UK flying training schools fear that they are in danger of losing a Government scheme which can give degree status for professional-pilot graduates, along with tax relief which reduces course prices by up to ú20,000, according to a leading flying-training school.

Training-industry concern has been growing about the survival of the scheme, known as the National Vocational Qualification (NVQ), because it was accredited for flying training more than two years ago, but no pilots have yet completed all the modules required for a full NVQ. The head of the UK Aviation Training Association (ATA), Tony Hines, warns that the NVQ for pilots "-will not have an indefinite life if pilots do not achieve the full qualification".

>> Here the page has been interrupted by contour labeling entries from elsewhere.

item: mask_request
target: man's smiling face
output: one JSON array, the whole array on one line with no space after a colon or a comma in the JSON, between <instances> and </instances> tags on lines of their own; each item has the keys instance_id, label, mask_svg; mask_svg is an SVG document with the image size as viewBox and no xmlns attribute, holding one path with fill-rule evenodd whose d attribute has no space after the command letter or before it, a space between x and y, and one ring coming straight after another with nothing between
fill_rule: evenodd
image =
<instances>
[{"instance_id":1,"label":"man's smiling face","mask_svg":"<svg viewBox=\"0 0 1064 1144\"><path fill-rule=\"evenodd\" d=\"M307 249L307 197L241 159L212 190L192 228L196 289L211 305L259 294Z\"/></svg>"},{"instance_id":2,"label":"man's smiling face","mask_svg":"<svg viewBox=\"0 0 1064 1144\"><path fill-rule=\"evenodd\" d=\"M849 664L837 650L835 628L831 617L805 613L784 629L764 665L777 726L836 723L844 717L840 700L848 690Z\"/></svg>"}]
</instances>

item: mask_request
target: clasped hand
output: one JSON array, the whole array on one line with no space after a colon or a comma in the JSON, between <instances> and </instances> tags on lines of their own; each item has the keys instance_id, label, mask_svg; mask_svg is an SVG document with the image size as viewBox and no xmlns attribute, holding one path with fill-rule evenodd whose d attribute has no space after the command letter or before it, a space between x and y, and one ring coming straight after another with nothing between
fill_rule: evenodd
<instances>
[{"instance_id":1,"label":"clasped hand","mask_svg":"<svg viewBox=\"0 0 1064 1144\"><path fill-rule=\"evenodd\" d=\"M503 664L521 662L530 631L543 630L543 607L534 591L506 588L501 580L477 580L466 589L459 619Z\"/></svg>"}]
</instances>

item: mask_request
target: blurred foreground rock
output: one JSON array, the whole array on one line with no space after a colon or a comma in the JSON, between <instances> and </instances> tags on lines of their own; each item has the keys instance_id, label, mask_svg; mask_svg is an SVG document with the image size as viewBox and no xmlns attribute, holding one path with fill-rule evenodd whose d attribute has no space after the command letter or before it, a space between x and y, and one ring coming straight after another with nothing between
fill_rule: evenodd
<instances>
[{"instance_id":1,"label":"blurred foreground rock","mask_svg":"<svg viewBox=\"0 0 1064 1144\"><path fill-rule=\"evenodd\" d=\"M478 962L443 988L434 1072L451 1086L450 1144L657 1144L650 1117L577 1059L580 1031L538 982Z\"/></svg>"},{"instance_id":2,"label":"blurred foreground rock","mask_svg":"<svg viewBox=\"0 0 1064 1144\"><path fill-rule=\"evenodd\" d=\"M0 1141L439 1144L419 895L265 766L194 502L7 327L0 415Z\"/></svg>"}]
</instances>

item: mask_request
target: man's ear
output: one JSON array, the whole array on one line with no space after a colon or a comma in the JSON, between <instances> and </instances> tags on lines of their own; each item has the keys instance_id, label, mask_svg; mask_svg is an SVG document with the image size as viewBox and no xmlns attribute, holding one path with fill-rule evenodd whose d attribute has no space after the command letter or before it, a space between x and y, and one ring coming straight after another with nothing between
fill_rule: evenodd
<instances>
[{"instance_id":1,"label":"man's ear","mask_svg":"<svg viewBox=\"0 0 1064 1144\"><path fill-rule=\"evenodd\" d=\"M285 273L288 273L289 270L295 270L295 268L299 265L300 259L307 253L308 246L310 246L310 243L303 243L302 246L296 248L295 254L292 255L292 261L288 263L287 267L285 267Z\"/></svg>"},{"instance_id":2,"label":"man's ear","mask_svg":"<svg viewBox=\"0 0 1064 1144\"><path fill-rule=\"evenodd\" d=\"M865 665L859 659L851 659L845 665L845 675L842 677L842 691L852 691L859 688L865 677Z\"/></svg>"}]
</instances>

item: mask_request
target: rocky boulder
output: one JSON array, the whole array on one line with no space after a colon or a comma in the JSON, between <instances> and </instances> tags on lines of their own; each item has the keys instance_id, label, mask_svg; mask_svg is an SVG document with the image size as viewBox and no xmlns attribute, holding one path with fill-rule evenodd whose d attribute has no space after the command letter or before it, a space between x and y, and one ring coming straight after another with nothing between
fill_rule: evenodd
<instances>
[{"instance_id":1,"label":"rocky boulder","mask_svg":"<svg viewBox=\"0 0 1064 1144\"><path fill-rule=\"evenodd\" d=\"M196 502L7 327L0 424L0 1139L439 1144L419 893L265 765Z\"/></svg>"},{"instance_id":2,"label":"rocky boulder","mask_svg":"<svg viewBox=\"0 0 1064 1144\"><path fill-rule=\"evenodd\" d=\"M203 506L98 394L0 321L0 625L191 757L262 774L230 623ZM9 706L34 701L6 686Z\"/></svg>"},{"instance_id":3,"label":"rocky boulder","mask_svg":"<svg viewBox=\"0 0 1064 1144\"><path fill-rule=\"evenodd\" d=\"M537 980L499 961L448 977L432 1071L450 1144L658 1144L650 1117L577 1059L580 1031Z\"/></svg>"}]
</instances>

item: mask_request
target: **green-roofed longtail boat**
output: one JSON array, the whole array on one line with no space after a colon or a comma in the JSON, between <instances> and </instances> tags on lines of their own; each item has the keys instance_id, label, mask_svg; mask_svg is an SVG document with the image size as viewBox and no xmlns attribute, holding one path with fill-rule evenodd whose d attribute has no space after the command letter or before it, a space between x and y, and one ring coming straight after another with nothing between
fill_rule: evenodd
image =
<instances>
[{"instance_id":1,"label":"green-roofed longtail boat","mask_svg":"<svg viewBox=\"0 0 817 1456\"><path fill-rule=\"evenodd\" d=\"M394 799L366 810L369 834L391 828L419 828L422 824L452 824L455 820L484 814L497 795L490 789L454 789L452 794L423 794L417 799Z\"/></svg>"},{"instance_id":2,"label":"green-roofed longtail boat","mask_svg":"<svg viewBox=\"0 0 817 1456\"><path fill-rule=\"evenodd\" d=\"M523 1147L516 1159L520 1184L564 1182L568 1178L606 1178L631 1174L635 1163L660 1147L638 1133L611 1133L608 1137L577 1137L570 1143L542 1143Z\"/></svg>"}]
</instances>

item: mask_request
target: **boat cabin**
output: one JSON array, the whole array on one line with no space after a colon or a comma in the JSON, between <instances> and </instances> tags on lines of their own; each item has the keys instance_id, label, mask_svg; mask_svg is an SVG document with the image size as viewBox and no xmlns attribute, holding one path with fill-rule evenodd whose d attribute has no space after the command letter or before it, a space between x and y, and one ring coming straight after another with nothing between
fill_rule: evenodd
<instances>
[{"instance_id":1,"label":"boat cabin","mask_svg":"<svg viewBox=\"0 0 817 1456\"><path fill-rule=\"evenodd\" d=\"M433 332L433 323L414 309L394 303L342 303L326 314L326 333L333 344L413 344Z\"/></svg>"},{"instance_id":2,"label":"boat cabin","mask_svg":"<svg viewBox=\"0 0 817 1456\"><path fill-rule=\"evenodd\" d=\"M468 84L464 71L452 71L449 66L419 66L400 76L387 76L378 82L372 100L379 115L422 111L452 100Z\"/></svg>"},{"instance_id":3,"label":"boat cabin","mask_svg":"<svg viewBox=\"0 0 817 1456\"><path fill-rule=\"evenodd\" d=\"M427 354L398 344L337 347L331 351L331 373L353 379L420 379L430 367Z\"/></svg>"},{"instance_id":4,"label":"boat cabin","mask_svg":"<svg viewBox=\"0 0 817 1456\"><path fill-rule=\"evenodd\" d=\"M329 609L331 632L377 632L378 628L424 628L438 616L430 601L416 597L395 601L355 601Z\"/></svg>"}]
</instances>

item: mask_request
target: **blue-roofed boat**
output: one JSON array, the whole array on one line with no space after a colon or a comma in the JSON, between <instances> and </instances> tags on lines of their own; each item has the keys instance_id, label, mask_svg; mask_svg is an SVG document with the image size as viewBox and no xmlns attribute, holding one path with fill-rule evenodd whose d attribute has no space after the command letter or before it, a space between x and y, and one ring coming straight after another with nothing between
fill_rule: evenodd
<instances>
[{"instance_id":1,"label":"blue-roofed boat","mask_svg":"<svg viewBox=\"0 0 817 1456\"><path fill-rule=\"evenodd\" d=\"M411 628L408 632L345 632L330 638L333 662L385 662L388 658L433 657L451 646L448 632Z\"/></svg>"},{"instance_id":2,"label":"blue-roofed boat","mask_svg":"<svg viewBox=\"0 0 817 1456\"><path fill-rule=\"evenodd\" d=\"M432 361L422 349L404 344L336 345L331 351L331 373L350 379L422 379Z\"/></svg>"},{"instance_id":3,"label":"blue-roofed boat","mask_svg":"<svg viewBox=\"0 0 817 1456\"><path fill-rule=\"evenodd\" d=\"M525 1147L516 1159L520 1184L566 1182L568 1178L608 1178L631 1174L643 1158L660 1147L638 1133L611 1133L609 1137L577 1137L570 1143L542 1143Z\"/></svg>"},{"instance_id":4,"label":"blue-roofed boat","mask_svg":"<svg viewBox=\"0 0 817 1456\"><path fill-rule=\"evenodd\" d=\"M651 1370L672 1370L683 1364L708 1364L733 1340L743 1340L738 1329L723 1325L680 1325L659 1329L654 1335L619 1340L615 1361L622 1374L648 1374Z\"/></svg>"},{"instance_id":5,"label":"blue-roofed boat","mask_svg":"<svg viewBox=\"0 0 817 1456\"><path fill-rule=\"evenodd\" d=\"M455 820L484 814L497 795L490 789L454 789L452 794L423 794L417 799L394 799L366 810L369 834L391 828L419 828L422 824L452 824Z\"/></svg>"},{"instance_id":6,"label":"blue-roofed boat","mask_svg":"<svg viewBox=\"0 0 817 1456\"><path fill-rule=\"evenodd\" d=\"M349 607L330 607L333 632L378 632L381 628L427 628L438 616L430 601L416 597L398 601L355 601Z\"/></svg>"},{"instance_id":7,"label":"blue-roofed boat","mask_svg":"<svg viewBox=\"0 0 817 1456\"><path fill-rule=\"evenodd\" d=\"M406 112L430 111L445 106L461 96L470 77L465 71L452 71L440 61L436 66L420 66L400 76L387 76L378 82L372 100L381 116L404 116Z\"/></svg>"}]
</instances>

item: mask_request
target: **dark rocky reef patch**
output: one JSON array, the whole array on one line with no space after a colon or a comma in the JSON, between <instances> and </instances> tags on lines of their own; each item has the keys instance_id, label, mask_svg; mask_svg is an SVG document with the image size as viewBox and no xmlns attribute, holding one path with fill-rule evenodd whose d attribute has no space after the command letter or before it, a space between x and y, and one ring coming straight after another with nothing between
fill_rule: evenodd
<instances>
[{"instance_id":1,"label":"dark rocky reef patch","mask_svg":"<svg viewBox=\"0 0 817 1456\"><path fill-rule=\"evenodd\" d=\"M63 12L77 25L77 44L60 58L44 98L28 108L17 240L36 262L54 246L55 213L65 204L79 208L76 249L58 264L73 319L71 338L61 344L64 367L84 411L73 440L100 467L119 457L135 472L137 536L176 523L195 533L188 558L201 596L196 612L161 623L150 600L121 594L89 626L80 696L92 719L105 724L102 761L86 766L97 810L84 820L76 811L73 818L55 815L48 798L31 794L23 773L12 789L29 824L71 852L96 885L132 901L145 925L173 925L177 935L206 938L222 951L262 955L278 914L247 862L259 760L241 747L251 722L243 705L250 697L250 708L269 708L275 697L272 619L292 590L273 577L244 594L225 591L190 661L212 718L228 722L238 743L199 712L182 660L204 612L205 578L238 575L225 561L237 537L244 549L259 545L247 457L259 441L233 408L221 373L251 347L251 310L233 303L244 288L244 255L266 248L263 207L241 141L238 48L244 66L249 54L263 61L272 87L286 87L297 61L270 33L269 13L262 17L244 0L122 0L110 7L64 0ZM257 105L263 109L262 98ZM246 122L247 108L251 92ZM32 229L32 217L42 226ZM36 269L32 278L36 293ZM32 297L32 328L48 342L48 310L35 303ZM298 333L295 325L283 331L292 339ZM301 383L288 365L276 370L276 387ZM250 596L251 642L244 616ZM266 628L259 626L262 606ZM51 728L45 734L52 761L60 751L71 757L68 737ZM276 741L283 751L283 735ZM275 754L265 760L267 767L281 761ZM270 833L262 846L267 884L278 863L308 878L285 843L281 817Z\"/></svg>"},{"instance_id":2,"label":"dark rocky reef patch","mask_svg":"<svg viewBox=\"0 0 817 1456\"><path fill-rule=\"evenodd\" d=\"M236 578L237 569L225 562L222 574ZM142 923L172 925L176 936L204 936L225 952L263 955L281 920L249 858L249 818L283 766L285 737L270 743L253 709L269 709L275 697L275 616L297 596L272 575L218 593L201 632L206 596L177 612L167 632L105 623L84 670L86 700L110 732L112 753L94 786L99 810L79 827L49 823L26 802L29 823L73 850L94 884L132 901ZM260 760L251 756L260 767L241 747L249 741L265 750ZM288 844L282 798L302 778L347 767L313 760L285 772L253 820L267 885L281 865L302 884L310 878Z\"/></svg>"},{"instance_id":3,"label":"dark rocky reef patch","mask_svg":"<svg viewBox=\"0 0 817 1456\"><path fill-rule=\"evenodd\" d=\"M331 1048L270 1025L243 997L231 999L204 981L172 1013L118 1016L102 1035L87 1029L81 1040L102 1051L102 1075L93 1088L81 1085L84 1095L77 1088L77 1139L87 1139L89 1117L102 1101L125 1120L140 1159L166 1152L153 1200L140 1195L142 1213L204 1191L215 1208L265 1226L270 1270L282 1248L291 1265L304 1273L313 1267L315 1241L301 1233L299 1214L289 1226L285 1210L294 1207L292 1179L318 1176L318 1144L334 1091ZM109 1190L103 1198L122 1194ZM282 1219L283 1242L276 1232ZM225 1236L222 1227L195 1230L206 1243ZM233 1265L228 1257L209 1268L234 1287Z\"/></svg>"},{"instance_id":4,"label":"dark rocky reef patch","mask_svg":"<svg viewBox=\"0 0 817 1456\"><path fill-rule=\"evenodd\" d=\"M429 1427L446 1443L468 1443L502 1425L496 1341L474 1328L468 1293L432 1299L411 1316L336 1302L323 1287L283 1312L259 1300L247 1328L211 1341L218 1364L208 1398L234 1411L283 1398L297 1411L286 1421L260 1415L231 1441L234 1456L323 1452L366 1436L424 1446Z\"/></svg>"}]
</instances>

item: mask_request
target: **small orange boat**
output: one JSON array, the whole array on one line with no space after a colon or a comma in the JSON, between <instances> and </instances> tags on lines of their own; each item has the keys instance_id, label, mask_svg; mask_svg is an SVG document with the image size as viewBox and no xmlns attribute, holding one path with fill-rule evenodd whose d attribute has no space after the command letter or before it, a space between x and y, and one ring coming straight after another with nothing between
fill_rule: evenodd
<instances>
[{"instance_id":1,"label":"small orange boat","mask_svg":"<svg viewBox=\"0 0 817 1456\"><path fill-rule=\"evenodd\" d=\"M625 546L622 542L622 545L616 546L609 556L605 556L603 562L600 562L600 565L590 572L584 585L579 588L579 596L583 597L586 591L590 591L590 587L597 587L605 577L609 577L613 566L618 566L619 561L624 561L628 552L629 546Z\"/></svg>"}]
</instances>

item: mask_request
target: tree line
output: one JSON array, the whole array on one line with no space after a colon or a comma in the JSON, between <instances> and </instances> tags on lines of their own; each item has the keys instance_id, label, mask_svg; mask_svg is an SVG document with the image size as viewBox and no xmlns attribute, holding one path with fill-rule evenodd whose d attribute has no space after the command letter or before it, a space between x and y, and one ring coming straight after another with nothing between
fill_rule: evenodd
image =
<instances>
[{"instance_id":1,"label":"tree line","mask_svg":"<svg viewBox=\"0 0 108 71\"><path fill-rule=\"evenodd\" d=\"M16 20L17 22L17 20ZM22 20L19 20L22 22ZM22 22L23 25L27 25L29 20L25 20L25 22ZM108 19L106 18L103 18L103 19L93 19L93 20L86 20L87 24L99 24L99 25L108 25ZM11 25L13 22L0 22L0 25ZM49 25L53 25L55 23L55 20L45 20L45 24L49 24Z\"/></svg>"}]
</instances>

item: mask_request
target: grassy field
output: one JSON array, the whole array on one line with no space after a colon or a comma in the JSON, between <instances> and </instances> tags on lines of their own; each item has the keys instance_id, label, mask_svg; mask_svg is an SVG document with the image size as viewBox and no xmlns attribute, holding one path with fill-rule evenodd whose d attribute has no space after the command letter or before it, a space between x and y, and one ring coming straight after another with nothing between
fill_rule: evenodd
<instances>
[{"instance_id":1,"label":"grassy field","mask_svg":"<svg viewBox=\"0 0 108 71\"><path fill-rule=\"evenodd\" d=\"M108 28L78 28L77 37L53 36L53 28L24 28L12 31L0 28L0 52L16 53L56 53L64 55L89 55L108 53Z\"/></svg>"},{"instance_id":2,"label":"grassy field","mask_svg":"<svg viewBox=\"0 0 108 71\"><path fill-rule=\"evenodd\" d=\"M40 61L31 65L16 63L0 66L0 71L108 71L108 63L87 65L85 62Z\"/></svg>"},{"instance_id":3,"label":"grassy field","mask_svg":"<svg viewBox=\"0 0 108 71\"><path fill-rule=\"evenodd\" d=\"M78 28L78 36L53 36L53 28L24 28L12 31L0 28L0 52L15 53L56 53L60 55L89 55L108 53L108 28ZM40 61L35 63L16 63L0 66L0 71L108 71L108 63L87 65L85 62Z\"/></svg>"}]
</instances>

Sales and marketing manager of the Bournemouth, UK-based European College of Aviation (ECA), Bob McGuire, says that the problem is that an approved school can train pilots with a "frozen" air-transport pilots licence to commercial-pilots-licence level, but that the final NVQ modules involve occupational experience, which can be gained only by working with the airlines.

The airlines have failed to close the NVQ training loop because they have not arranged to have accredited NVQ assessors among their training staffs. McGuire explains: "After two years of running the courses at approved schools, early student-intakes have found it difficult to find an airline in a position to enable them to complete their NVQs."

To provide a solution, the ECA has teamed with nearby Bournemouth and Poole College of Further Education, to provide an ATA-approved professional-pilot NVQ, with training modules on customer-service and personal-development issues.

Hines comments that, if training organisations such as the ECA are accredited as assessors, they can carry out the NVQ assessment on behalf of the airline employers, finally closing the loop.